Atelier Éclairage TDMA

Des universités clandestines bahaïes en Iran

Divague et Le Tour du Monde de l’Actu vous racontent cette semaine l’histoire de la religion bahaïe, ou plutôt celle de ses croyants. En tant que non-musulmans, ils sont dans l’obligation d’étudier dans des universités clandestines. Etablis depuis près de 150 ans en Iran, les Bahaïs ont du mal à se voir reconnus et respectés par le régime.

Des Bahaïs présents en Iran depuis un petit bout de temps

La religion bahaïe, née en Perse au XIXème siècle, représente aujourd’hui la plus grande minorité non-musulmane en Iran. Mais dans ce pays, on distingue les minorités religieuses en fonction de deux statuts. D’une part, les chrétiens, juifs et zoroastriens sont protégés. Leur sont attribués une certaine liberté de culture ainsi des sièges au Parlement. D’une part, certains cultes sont considérés comme « apostasies », c’est-à-dire sans liberté religieuse. Vous vous en doutez… Le bahaïsme est à replacer dans le second cas.

 

Une sélection à l’université sur la base de critères religieux

Comment étudie-t-on lorsque la sélection d’entrée à l’université fonctionne notamment sur la base de critères religieux ? Pour les Bahais, ce n’est pas chose facile. En janvier dernier, la BBC s’intéressait au parcours scolaire d’une jeune femme bahaïe. Après une adolescence bousculée à cause de sa foi, elles réside aujourd’hui aux Etats-Unis. C’est à la BIHE : l’institut bahaï d’éducation supérieure, que Mona a étudié, non pas par intérêt mais parce qu’il s’agissait de l’unique moyen d’apprendre en Iran.

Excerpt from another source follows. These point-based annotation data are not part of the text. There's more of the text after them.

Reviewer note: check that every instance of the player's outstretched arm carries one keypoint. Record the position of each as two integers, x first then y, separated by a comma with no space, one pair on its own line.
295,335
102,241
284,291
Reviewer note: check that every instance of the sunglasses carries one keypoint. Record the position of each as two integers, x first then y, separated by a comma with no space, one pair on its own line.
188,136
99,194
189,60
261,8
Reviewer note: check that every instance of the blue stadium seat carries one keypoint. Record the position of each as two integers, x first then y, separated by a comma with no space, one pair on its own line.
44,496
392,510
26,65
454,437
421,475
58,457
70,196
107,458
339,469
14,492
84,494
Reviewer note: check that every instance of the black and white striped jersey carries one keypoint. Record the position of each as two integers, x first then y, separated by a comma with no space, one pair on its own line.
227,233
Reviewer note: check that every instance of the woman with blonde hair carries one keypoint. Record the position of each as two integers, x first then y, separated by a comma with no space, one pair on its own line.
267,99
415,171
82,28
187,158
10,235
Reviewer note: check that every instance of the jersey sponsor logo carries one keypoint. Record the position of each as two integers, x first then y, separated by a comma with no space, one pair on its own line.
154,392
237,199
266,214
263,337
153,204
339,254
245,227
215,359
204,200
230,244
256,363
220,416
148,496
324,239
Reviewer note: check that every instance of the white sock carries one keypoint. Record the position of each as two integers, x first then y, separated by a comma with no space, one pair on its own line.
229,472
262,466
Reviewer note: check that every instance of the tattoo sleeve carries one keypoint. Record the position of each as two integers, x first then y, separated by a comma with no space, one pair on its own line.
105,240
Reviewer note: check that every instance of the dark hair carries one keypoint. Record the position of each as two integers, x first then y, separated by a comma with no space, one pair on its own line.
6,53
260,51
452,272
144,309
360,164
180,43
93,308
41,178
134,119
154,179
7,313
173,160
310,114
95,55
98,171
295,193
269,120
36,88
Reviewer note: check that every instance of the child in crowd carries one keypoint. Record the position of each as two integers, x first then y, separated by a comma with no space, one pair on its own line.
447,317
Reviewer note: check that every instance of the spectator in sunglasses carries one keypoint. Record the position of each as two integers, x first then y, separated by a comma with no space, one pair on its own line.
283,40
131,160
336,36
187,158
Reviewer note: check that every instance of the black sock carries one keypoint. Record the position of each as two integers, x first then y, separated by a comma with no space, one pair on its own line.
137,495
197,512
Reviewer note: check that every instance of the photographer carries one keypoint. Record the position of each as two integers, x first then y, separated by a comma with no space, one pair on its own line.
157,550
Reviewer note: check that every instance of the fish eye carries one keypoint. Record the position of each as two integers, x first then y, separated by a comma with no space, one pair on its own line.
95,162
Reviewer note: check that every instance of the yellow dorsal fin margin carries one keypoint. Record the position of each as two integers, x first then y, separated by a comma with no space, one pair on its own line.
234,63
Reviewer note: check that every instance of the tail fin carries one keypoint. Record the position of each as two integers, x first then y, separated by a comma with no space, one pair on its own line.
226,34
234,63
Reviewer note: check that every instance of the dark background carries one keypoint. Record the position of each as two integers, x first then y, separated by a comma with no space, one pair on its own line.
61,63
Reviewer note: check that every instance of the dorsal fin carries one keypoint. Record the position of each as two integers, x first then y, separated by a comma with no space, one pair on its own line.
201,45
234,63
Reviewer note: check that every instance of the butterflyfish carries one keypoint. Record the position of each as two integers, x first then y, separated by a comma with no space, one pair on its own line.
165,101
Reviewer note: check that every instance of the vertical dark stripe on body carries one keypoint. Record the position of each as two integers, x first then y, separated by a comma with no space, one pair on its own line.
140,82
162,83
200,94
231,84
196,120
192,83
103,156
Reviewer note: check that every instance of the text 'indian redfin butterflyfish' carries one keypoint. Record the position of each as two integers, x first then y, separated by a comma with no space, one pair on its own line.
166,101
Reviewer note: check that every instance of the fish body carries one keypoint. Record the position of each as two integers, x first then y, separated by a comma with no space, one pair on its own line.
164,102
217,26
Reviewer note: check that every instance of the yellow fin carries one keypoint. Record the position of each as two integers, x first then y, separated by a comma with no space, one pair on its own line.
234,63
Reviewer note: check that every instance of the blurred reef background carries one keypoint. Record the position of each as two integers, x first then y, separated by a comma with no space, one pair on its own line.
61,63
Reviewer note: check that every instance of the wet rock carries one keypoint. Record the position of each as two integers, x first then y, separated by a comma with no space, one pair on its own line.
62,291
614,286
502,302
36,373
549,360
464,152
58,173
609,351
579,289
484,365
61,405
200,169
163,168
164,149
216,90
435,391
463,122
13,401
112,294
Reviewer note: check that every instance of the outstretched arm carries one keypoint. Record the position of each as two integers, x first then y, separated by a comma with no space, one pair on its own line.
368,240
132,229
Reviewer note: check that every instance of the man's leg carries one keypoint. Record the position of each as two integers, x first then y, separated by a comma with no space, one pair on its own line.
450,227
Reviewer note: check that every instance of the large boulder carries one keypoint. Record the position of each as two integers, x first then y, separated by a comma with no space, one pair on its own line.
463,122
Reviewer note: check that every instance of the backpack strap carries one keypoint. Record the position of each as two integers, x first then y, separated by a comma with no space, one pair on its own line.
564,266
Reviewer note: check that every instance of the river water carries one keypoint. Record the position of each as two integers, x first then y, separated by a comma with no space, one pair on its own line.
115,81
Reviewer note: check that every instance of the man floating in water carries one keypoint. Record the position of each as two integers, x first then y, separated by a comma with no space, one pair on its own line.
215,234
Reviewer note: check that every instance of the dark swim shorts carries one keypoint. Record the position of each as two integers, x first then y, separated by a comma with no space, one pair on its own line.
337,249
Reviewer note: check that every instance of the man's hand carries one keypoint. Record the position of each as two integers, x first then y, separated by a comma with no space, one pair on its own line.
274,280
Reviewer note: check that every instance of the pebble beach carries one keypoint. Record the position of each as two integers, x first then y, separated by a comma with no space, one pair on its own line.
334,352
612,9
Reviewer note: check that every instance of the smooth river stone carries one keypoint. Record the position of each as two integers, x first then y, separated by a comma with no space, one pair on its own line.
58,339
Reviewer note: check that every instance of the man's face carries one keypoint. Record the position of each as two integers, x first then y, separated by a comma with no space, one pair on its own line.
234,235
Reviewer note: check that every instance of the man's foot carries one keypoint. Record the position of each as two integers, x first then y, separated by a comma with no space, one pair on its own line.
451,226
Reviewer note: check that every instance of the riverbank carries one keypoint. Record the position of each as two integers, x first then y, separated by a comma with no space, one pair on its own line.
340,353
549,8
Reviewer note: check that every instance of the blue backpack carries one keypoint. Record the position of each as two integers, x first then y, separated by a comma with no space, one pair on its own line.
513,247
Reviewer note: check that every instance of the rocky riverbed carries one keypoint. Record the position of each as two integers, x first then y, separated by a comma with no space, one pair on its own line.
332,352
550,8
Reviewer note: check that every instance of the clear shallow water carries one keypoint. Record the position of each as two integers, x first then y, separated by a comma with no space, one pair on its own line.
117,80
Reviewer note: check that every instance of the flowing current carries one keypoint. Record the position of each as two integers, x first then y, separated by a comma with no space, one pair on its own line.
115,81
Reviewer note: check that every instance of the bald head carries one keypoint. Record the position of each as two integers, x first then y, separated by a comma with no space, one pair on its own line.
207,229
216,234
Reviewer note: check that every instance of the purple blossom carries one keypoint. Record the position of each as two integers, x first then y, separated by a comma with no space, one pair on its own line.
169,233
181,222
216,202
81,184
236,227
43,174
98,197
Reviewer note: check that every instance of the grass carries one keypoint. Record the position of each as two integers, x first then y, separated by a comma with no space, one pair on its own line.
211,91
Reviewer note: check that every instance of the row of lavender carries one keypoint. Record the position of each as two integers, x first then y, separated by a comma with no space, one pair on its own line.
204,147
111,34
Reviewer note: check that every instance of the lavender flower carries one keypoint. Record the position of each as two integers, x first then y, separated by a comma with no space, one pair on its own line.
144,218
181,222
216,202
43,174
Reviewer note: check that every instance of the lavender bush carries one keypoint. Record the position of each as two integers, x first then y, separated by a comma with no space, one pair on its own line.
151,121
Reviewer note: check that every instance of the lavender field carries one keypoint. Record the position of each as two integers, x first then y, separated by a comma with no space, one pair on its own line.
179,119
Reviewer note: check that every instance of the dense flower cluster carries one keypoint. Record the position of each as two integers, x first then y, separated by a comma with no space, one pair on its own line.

« Quand j’ai passé l’examen d’entrée, j’ai écrit que je n’étais pas musulmane. Il y avait une option « autres », donc je me suis enregistrée en tant qu’ « autre ». Lorsqu’ils m’ont envoyé mes résultats positifs, ils ont précisé que je pouvais m’inscrire et cocher Islam comme religion. Mais dans ma croyance, tu ne dois pas mentir, tu ne dois pas nier ta croyance, donc j’ai dit que je n’étais pas musulmane. Ils m’ont répondu « Ok, bonne chance, tu ne peux pas rentrer à l’université. » »

 

Des universités clandestines pour palier cette inégalité

L’université bahaïe ne propose pas seulement des cours de théologie, mais aussi de chimie, de droits, ou encore d’ingénierie. Elle ressemble jusqu’ici à une université classique… A un détail près. La clandestinité de la BIHE impose un rythme soutenu : les cours se déroulent dans des lieux privés, souvent d’un côté de Téhéran le matin, de l’autre l’après-midi. Certains cours sont dispensés via Skype, d’autres peuvent être interrompus par une descente du régime. Une fois le diplôme en poche, qu’en faire dans un pays où il n’est pas reconnu ? Mona a préféré immigrer pour continuer ses études.

 

Le régime iranien : seul ennemi des Bahaïs

Selon le docteur français Foad Saberan, né à Téhéran : « On est loin d’assister à des assassinats permanents de la part du peuple iranien, on constate que depuis trente ans, seul le Régime islamique tourmente les membres de la communauté bahaïe. »

L’association Iran Press Watch documente les luttes de la communauté bahaïe iranienne pour les droits civils. Elle a récemment rapporté qu’une quinzaine d’étudiants bahaïs ont été renvoyés d’universités iraniennes entre décembre 2016 et janvier 2017.